I loved sneaking into my dad's office that was off limits. It smelled thickly of his the fancy tobacco that he would smoke in the evenings while he chatted on the phone to his brothers. I would glide my fingers across his grandfather's antique encyclopedias, collecting a thick layer of dust on my fingers. And playing with his Mt. St. Helen volcanic ash never got old, and the fineness of the powder caused it to move in a very intriguing way that I still haven't gotten over.

After the bookcases lost my interest I would pick up the small cardboard box of my dad's agates he had collect over his many years spent searching in Yellowstone and lick them so they would turn into an opaque glass with ripples through them. And I would hold them up to the window until I found my favorite one. 

At night we would sit on the steps of the porch while my parents rocked together on the porch swing and we would watch the sun set as we ate fruit. In the summer, my favorite was watermelon. The juices would leave a sticky beard from my lack of etiquette as the coolness of the night set in and the mosquitoes started to buzz followed by the passing of the loud mosquito sprayers that crawled down the city roads in the evenings. 

I loved examining the old wooden school desks with initials carved in them where I learned my multiplication tables and how to write my name in cursive. I would dip my fingers into the built in well that once upon a time was used as an ink holder and pretend that I was Laura Engles. I would lift the top of the desk up to look at my neatly stacked, shiny books. And I loved learning everything and how proud my parents were of me because I always got every answer right. 

Some days when my mom was doing laundry I would sneak into the laundry room during the middle of the cycle and lie across the washer and dryer waiting to empty them because my parents would let me keep the money that I found. The money that they purposefully left in their pockets after noticing all my efforts to look for it. And I would usually buy a barbie with it that I would never play with because I already had a whole town packed away in giant clear containers in the sun room that attached the washing room to the rest of the house. 

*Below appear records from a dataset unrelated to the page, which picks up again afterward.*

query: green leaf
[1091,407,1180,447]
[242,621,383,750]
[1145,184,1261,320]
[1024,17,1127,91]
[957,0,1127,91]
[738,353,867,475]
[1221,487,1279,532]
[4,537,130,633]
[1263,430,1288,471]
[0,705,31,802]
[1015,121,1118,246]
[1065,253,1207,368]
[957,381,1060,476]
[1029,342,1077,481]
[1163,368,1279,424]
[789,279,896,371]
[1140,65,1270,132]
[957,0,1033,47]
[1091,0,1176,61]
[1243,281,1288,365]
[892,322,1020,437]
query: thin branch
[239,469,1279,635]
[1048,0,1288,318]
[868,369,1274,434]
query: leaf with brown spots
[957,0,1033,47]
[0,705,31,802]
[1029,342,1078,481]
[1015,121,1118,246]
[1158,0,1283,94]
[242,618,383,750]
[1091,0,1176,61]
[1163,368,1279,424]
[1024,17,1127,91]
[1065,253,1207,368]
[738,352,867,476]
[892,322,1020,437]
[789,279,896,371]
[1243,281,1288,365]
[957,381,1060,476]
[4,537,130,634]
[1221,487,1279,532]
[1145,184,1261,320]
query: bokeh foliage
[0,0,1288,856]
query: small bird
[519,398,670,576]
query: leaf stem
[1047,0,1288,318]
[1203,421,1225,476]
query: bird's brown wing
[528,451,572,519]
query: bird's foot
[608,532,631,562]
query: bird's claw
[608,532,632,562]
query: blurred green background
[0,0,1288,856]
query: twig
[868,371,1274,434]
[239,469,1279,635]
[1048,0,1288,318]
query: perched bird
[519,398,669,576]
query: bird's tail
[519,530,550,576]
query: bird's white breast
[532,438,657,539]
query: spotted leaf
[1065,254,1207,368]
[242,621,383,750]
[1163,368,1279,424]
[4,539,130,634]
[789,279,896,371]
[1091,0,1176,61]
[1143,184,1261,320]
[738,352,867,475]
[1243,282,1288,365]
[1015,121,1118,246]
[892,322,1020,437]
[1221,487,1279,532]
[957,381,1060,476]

And when my dad said it was time for bed I knew he was giving me a head start. I would run as  fast as I could up the stairs and shut my door, and then run into the closet and shut the door. My heart would start to pound because I could hear him stomping up the stairs singing, "Fe, fi, fo, fum. I smell the blood of an English mum. Be he red or be he in bed!" Then it would get silent and the door knob would twist and he would look in, pretending not to find me. When I was sure he had given up, he would reach under the pile of clothes I had thrown over me and pull me out by my feet, throwing me onto the bed and tickling me just enough not to make me mad. Then he would tuck the covers around me and place his hand on my forehead and pray over my dreams. After a peck on my cheek, he would rise off the side of the bed and flip my light on, and leave for work for the night. 

Nothing ever felt out of place or cold as long as they were around. They'll probably never understand how much I adored them either. And I wish that time hadn't stolen that adoration of a shy little girl that woke up in a new world every day.